Among their goals is being able to meet each child wherever they are at, help them make progress, and then be able to show parents and funders what an individual child’s progress looks like. In some cases that will be academic readiness. In others it will be stronger emotional management skills.

And both Caughey and Graziano are extremely proud that children in their programs were able to perform at the Harvard Club of Boston for EPH’s 125th anniversary. It’s important, they say, for these children to realize that they also belong at the Harvard Club.

Anothe priority for EPH is addressing families’ basic needs. Thanks to funding from the city of Somerville, EPH’s food pantry will be open on Wednesday evenings, Thursday mornings and Sundays, filling times when no other nearby food pantries are open.

Caughey has additional aspirations, explaining “I want us to be at a point where we have individual connections with the right people so I can call up and ask about a family we’ve sent for services and find out if they’ve gotten what they need — and so we can also track what’s been done and make sure that we are a trusted partner for families, and that we’re aware of whether they’re getting the help they need.”

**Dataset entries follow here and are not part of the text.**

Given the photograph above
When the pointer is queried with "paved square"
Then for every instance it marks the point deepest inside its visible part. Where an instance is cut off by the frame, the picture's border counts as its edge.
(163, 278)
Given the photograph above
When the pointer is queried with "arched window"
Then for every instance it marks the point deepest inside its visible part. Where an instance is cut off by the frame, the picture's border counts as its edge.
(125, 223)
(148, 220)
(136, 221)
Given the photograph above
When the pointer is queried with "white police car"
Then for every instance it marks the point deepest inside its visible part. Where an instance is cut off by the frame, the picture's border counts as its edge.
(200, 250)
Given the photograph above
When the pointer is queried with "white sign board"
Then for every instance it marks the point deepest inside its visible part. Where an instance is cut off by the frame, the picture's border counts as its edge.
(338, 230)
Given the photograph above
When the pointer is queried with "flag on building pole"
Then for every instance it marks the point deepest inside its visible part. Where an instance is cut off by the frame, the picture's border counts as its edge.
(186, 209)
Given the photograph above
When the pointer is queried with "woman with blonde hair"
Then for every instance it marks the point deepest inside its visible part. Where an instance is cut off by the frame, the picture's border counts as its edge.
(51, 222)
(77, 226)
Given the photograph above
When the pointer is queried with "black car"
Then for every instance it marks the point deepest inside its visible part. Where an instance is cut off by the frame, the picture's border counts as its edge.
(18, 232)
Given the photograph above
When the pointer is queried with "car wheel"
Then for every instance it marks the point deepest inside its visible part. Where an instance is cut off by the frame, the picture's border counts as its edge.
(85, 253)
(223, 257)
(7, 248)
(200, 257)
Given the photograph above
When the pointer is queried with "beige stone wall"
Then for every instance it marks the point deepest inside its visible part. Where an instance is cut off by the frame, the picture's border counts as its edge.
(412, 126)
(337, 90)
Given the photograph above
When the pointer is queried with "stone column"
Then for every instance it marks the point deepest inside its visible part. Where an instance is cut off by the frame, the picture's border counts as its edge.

“We want to provide support with language,” Graziano says. “We have families for whom writing English is a challenge. We also have to help families with uploading information on the computer. It’s all work that we’ve been doing, but we want to do it in a more formal way.”

The formal name of this effort might be Family Assistance or Community Resources, but the most important thing is that people will be able to freely and without shame ask for help.

“One thing I’ve noticed is that no matter what the work is, it’s all about relationships and connection,” Caughey says. “I think when you have a genuine relationship with kids, parents, families, neighbors, people are willing to open up and ask for help. That’s the piece that really allows people to feel comfortable asking. And across the board, that’s what EPH does incredibly well, build genuine, authentic relationships with people.”

“And it’s consistency,” Graziano says. “In some cases, it has taken me years of showing parents that I’m not fake. I grew up here. I was in foster homes. I was in a lower socioeconomic class. I had a parent say to me the other day, Do you know how I knew you were down? Because of your car! I drive an old Honda.”

On its website, The Elizabeth Peabody House describes itself as “a modern nonprofit with historical roots,” but talk to Caughey and Graziano and it’s clear that this is a modern nonprofit with historical roots and a very generous heart.